During my recent 6-month mentorship with Ayelet Tsabari, she began her book tour for Songs for the Brokenhearted. I followed along on her journey online as she travelled around Canada and the US, reading at launch events and signing her books, and it got me imagining some distant future when maybe that might be me doing something similar.
This future also included, the very real fact of—and perhaps the scariest part of writing a book—having others read it!
It’s strange to think that something so inherent to writing a book—its readership—might be what precludes many memoirists from ever finishing the work, or at least ever publishing it. The fear of retribution and the consequence of telling your own truth, for many may outweigh the benefit of sharing one’s own lived experience. We have to be prepared to defend it.
Truth before reconciliation
Many times throughout the process, as the ideal reader shifted in my mind and my motivations for writing this memoir changed, I became almost paralyzed to the point of not wishing to continue. So much of my book has required me to gather “the data” of the places, histories, and peoples of my homeland, which includes conflicting stories, to unearth what and how it contributed to my own identity and story. But I am neither a political scientist nor a historian. Can I do all those stories justice?
There are so many contradictions, which mirror the same conflicts and violence that have manifested throughout the Balkans in my lifetime (and before). There is no way to explain the Yugoslav war “correctly”—but most of all because if there were a correct way to explain it, we wouldn’t continue to have the troubles we do, in the Balkans and in so all the many other places in the world that continue to be riddled with division and hate.
Yet, if we are to ever reconcile our shared past, we must find a common truth.
This is why I think writing memoir is such a powerful thing—and a thing of great responsibility. It is a genuine trying to get at a truth: our own truth, which is limited, but also infinitely important because it’s the closest any of us will ever get to something truly true. Everything else is a distortion of what happened, refracted through bias and egos and pride.

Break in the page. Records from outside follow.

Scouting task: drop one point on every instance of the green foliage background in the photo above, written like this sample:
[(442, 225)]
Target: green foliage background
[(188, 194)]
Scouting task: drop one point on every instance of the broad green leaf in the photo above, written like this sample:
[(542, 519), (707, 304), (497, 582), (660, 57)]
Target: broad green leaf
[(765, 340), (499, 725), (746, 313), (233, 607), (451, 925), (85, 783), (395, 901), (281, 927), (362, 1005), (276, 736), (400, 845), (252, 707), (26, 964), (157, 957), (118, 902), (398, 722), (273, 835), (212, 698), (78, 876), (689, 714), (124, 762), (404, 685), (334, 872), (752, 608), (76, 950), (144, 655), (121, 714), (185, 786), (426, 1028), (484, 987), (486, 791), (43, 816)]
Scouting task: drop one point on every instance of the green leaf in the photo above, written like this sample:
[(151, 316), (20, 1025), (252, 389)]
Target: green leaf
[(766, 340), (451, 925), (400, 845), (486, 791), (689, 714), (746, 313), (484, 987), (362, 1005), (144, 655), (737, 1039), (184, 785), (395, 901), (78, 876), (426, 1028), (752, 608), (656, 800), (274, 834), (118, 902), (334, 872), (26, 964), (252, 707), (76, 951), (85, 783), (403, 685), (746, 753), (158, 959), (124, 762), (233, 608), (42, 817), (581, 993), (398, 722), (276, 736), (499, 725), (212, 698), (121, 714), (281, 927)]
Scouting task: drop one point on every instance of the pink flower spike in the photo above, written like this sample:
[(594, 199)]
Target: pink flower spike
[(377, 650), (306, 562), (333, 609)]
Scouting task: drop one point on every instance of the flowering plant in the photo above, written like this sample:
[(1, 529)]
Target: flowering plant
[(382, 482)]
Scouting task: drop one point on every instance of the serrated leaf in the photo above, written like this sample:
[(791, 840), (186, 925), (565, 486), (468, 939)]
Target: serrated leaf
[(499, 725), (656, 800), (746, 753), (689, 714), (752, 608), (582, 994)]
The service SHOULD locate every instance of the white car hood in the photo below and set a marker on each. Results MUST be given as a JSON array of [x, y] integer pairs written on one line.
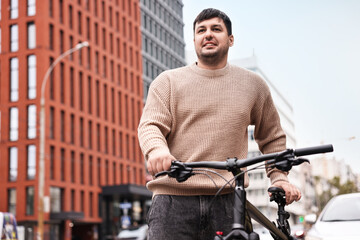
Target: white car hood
[[348, 230]]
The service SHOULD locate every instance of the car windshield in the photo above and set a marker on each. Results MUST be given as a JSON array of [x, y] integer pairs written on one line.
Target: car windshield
[[343, 209]]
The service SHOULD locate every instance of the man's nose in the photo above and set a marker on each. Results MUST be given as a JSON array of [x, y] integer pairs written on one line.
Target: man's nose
[[208, 34]]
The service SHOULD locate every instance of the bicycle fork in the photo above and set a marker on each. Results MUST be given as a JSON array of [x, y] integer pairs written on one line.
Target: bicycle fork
[[238, 231]]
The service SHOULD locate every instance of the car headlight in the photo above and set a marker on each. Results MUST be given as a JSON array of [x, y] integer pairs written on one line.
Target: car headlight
[[307, 237]]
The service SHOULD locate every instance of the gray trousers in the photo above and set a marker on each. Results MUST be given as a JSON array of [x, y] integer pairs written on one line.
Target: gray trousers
[[191, 217]]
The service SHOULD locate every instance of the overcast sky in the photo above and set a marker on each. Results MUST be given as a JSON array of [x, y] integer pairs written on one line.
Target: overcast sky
[[310, 50]]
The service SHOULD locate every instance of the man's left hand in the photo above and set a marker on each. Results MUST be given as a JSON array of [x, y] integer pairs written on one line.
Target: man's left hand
[[292, 193]]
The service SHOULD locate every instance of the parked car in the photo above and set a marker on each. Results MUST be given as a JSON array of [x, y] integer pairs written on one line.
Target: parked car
[[298, 231], [340, 219], [264, 234], [139, 233]]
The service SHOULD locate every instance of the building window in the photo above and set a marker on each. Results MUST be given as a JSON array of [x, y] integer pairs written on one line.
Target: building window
[[31, 162], [113, 143], [70, 17], [61, 44], [14, 9], [13, 164], [51, 36], [106, 140], [61, 11], [81, 130], [12, 201], [82, 168], [99, 171], [91, 212], [72, 86], [31, 35], [14, 38], [62, 83], [90, 170], [31, 121], [72, 128], [82, 200], [89, 95], [55, 199], [72, 166], [31, 77], [120, 145], [14, 124], [62, 164], [62, 126], [14, 79], [81, 91], [31, 7], [90, 134], [105, 102], [52, 121], [52, 162], [72, 200], [97, 98], [79, 23], [51, 14], [30, 192]]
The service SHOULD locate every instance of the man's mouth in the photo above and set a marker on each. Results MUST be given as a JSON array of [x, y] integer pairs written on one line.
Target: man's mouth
[[209, 44]]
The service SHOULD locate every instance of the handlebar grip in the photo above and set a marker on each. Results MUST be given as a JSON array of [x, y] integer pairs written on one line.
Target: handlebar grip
[[313, 150]]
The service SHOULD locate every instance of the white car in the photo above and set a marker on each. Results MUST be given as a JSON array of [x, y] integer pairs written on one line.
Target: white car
[[339, 220]]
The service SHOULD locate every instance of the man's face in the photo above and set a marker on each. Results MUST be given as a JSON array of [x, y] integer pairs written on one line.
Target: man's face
[[211, 40]]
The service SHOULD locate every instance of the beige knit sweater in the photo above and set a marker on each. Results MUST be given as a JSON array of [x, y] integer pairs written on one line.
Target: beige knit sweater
[[203, 115]]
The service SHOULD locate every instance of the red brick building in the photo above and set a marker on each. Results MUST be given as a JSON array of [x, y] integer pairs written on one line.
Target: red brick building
[[94, 99]]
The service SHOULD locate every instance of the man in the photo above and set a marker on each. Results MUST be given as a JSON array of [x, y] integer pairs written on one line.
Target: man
[[201, 112]]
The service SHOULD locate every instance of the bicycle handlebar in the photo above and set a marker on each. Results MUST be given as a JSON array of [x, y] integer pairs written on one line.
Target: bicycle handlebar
[[313, 150], [282, 160]]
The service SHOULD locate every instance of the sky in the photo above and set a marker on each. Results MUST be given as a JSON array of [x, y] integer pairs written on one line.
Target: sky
[[310, 50]]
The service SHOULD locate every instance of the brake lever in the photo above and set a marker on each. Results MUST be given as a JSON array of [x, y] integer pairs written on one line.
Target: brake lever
[[286, 164]]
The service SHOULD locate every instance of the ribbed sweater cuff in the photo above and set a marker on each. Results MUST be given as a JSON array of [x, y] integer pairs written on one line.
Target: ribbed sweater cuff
[[158, 151]]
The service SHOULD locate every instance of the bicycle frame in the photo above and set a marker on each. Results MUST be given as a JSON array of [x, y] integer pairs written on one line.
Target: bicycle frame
[[282, 160], [240, 207]]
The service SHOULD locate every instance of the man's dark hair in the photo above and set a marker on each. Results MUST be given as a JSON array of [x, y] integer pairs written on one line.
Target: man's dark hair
[[212, 13]]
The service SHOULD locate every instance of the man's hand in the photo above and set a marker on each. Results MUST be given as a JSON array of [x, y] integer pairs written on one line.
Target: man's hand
[[292, 193], [160, 161]]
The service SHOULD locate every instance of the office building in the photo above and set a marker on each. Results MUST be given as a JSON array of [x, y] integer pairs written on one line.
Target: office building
[[163, 45], [94, 168]]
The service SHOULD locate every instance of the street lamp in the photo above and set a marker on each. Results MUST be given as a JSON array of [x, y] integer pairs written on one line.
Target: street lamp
[[41, 182]]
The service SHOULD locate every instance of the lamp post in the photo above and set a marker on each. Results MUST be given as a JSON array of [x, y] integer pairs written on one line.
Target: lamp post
[[41, 181]]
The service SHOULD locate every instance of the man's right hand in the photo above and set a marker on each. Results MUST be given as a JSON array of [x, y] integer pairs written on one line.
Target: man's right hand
[[159, 161]]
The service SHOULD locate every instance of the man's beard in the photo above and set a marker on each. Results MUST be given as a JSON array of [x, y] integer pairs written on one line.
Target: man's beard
[[212, 58]]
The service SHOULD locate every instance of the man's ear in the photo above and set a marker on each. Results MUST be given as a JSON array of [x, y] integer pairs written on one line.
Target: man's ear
[[231, 40]]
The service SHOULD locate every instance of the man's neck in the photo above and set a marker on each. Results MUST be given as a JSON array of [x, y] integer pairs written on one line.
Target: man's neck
[[209, 66]]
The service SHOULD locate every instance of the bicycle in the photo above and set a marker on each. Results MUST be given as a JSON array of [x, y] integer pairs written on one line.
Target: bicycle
[[284, 161]]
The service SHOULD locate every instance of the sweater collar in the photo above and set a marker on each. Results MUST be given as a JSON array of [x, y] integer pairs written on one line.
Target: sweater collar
[[210, 73]]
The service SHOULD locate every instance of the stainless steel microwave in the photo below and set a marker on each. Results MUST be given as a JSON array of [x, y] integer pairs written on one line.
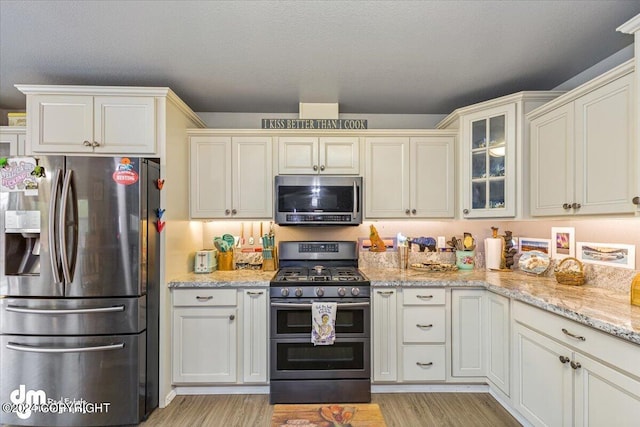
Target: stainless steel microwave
[[318, 200]]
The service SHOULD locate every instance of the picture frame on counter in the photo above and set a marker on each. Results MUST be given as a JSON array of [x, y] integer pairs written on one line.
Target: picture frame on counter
[[527, 244], [609, 254], [563, 242]]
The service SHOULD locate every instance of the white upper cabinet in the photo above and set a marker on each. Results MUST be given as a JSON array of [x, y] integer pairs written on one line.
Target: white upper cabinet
[[319, 155], [410, 176], [12, 141], [231, 176], [493, 137], [583, 149], [91, 124], [488, 162]]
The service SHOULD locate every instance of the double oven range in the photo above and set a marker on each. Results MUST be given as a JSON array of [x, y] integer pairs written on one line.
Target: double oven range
[[300, 371]]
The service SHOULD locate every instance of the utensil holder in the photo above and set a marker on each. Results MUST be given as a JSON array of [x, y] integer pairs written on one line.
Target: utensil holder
[[465, 260], [225, 261]]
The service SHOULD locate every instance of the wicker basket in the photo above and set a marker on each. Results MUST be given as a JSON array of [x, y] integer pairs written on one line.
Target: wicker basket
[[565, 275]]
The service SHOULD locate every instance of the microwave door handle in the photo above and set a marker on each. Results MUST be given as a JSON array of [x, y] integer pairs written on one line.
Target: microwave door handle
[[355, 199], [53, 208]]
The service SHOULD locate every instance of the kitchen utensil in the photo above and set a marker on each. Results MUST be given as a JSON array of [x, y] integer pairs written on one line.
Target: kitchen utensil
[[231, 241]]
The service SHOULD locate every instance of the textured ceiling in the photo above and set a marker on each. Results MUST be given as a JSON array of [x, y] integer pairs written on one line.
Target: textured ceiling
[[403, 57]]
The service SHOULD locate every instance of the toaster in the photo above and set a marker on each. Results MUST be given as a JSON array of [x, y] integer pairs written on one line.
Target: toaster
[[205, 261]]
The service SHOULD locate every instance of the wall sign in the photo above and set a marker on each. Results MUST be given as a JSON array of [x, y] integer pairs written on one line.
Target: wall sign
[[314, 124]]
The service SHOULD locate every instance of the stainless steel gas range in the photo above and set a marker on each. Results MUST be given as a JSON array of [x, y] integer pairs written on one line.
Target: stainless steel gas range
[[302, 372]]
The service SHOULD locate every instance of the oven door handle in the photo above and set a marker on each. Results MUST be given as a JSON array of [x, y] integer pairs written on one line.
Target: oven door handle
[[308, 305]]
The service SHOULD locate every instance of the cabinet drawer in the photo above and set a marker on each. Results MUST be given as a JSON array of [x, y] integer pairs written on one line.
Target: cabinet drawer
[[204, 297], [423, 296], [608, 348], [423, 363], [423, 324]]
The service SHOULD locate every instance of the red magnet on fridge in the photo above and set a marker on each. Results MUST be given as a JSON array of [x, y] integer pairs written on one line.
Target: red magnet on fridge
[[160, 225]]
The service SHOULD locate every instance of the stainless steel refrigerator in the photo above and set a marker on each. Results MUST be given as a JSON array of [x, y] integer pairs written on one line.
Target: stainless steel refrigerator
[[79, 291]]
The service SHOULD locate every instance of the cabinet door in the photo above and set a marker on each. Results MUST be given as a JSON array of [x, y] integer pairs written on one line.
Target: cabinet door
[[543, 383], [124, 124], [552, 162], [498, 343], [210, 176], [604, 396], [489, 163], [252, 180], [339, 155], [298, 155], [255, 336], [60, 124], [467, 332], [432, 182], [8, 144], [204, 345], [605, 148], [387, 177], [385, 346]]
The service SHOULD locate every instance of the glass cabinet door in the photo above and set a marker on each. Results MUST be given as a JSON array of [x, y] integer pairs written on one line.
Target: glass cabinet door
[[489, 163], [488, 150]]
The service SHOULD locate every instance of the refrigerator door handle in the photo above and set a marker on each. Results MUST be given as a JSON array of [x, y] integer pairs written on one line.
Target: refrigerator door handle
[[53, 208], [17, 309], [67, 267], [34, 349]]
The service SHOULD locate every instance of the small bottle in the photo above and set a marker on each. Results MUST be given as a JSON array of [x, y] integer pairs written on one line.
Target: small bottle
[[635, 290]]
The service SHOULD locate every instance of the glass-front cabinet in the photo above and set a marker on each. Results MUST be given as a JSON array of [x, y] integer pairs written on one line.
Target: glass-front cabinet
[[488, 151]]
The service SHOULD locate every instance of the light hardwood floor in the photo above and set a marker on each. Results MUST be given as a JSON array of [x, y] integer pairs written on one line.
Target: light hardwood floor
[[398, 409]]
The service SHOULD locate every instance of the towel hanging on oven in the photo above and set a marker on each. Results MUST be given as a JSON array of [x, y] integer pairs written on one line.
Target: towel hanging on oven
[[323, 331]]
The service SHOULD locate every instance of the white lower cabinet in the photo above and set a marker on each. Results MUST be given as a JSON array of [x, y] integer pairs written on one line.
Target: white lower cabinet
[[566, 374], [468, 332], [216, 331], [385, 346], [498, 341], [256, 335]]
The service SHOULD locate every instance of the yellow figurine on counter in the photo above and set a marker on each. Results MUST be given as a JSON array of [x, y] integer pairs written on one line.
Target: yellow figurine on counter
[[377, 244]]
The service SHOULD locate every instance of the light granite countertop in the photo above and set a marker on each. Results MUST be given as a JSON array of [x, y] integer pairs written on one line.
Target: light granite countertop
[[604, 309]]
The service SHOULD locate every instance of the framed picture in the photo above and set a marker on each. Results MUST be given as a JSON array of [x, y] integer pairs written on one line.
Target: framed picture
[[611, 254], [526, 244], [563, 242]]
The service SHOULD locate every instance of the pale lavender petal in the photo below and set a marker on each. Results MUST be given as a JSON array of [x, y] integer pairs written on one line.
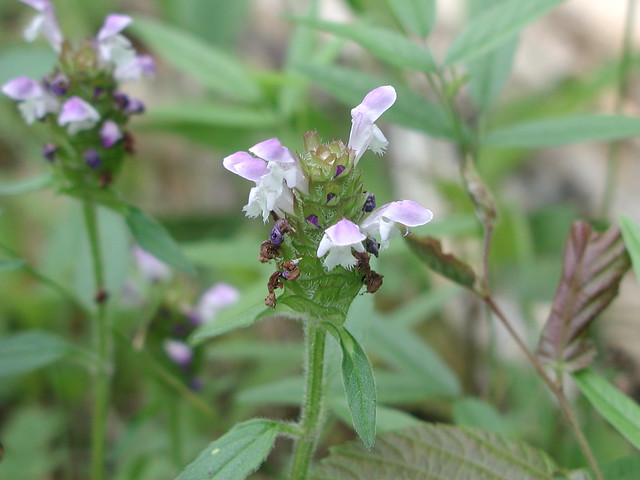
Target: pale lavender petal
[[113, 24], [345, 232], [22, 88], [272, 151], [178, 351], [246, 165], [110, 133]]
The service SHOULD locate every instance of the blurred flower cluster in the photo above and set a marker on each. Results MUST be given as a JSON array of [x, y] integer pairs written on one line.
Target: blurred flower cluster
[[80, 101]]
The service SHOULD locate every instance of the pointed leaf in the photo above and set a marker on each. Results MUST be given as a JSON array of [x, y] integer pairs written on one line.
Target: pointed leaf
[[429, 250], [631, 236], [494, 26], [416, 16], [359, 384], [153, 238], [436, 452], [594, 264], [27, 351], [410, 110], [618, 409], [549, 132], [216, 69], [389, 46], [235, 455]]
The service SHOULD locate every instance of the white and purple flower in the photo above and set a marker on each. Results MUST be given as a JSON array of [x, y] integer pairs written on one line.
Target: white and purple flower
[[218, 297], [44, 23], [364, 132], [383, 220], [275, 172], [35, 101], [338, 240], [78, 115]]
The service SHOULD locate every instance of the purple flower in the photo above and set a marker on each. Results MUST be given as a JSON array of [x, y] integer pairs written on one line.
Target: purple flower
[[178, 351], [364, 133], [45, 22], [218, 297], [151, 268], [78, 115], [404, 212], [275, 172], [338, 240], [110, 134], [35, 101]]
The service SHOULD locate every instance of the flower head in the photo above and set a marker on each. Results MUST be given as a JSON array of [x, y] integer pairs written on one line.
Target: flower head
[[338, 240], [405, 212], [364, 133], [35, 101], [78, 115], [44, 22], [218, 297]]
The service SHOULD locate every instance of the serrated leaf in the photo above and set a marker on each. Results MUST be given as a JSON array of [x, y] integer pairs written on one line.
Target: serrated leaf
[[631, 235], [410, 110], [153, 238], [214, 68], [210, 114], [359, 384], [389, 46], [618, 409], [235, 455], [549, 132], [436, 452], [26, 185], [416, 16], [429, 250], [11, 264], [27, 351], [593, 266], [494, 26]]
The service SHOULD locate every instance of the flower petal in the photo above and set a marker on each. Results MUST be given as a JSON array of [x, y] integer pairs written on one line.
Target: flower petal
[[246, 165]]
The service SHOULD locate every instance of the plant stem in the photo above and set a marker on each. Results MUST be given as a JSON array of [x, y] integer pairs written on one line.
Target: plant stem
[[565, 406], [623, 84], [311, 415], [102, 342]]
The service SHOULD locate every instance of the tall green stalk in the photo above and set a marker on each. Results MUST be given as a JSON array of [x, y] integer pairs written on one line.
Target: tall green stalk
[[102, 344], [311, 415]]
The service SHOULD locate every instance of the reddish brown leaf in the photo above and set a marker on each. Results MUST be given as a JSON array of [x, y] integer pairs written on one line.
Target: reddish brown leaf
[[593, 266]]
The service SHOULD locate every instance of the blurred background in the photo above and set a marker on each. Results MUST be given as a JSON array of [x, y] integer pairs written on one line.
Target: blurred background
[[568, 62]]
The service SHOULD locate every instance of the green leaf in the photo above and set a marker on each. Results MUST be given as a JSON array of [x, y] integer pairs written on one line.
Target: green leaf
[[410, 110], [11, 264], [618, 409], [359, 384], [387, 45], [631, 235], [235, 455], [593, 266], [210, 114], [494, 26], [153, 238], [214, 68], [27, 351], [26, 185], [476, 413], [436, 452], [416, 16], [429, 250], [556, 131]]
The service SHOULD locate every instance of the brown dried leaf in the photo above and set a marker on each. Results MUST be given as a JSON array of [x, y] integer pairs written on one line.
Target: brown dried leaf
[[593, 266]]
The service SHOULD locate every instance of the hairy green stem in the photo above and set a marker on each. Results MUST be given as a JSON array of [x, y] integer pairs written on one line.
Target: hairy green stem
[[564, 404], [102, 342], [623, 85], [311, 415]]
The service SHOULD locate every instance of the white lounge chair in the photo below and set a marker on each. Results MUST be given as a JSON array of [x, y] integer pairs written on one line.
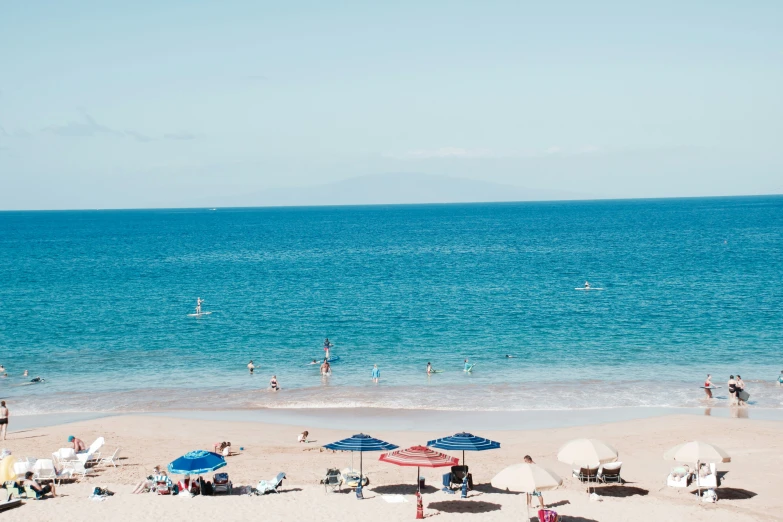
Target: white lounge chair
[[680, 477], [708, 481], [44, 469], [610, 472], [113, 459]]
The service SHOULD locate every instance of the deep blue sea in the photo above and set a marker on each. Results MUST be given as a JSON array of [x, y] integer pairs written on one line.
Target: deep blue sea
[[97, 303]]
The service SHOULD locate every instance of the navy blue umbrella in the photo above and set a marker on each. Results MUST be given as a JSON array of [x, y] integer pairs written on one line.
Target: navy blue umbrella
[[197, 463], [463, 442], [361, 443]]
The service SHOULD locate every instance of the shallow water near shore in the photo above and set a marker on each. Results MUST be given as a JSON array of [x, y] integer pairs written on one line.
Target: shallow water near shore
[[96, 302]]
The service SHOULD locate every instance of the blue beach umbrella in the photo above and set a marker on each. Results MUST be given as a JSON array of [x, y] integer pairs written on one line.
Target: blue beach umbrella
[[463, 442], [361, 443], [197, 463]]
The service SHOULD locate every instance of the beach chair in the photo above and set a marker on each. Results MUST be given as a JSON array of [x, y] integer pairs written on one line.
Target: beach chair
[[457, 475], [113, 459], [586, 474], [610, 473], [709, 480], [351, 478], [333, 480], [679, 477], [271, 486], [221, 484], [44, 469]]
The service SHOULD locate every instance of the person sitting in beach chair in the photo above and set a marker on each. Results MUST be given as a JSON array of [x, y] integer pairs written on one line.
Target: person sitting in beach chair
[[77, 444], [37, 490], [271, 486], [458, 475], [189, 485]]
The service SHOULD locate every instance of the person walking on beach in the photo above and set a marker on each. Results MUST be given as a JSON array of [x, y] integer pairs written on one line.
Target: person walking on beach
[[3, 420], [732, 386], [534, 493], [740, 387]]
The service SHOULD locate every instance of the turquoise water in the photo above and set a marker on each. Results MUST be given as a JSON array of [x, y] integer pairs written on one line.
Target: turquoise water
[[96, 302]]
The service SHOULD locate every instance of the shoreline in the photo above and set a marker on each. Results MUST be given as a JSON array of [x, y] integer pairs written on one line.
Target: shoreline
[[409, 420]]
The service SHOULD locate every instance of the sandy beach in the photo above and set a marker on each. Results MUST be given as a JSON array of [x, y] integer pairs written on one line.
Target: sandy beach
[[750, 489]]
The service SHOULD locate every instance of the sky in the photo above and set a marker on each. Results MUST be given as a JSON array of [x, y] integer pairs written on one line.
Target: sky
[[177, 103]]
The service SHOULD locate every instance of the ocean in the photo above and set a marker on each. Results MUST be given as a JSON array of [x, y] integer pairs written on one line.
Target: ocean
[[97, 303]]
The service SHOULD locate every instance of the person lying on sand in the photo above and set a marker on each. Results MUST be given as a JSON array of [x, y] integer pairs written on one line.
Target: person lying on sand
[[41, 490]]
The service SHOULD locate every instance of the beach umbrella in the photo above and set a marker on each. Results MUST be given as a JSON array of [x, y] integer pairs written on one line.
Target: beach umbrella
[[463, 442], [587, 453], [360, 443], [421, 457], [526, 478], [698, 452], [196, 463]]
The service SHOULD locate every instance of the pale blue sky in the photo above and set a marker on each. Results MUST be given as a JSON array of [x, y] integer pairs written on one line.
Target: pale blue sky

We must look to the stories of individuals, those written with compassion, self-awareness and in service of the world, not in service of collective propaganda or personal agendas.
I cannot ignore the facts of WWII for example, in which my Serb grandparents fought on the side of Tito’s Partisans against Nazis and their Croatian Ustaša sympathizers. I cannot ignore the atrocities of the Holocaust, where my great uncle was one of the 6 million who perished in a death camp. I also cannot ignore the bloodshed of the Yugoslav war, which happened on all sides, including unequivocally at the hands Serbs. But I also do not want to make the honouring of those histories a remembering done in vain, a remembering that brings us back to the same place we have always been and seem to return to.
My aim as a memoirist is not to keep telling the same stories, ones that continue to move us along the same narrative lines toward hate and violence (a place where ex-Yugoslavs today still justify the killing done by their own side, a place where 442 days later, Palestinians are still being murdered in Gaza as the Israeli government, like Hamas, justify their own violent acts).
My story is about my experience alone, but it also our story.
I think it important that we honour the old stories that have been carried forward through generations (and to recognize the pain and trauma of those who suffered and continue to suffer), but we also must find ways to tell these stories anew, in new contexts and with new narrative eyes—and with a wider, more loving consciousness.
I want my memoir to be added to the likes of stories that look to find the universal truths that give us reason to hope and have faith in our humanity. As a writer of memoir, I recognize that I carry a narrative lineage, but it is my responsibility to find a way to carry it forward for the good of us all.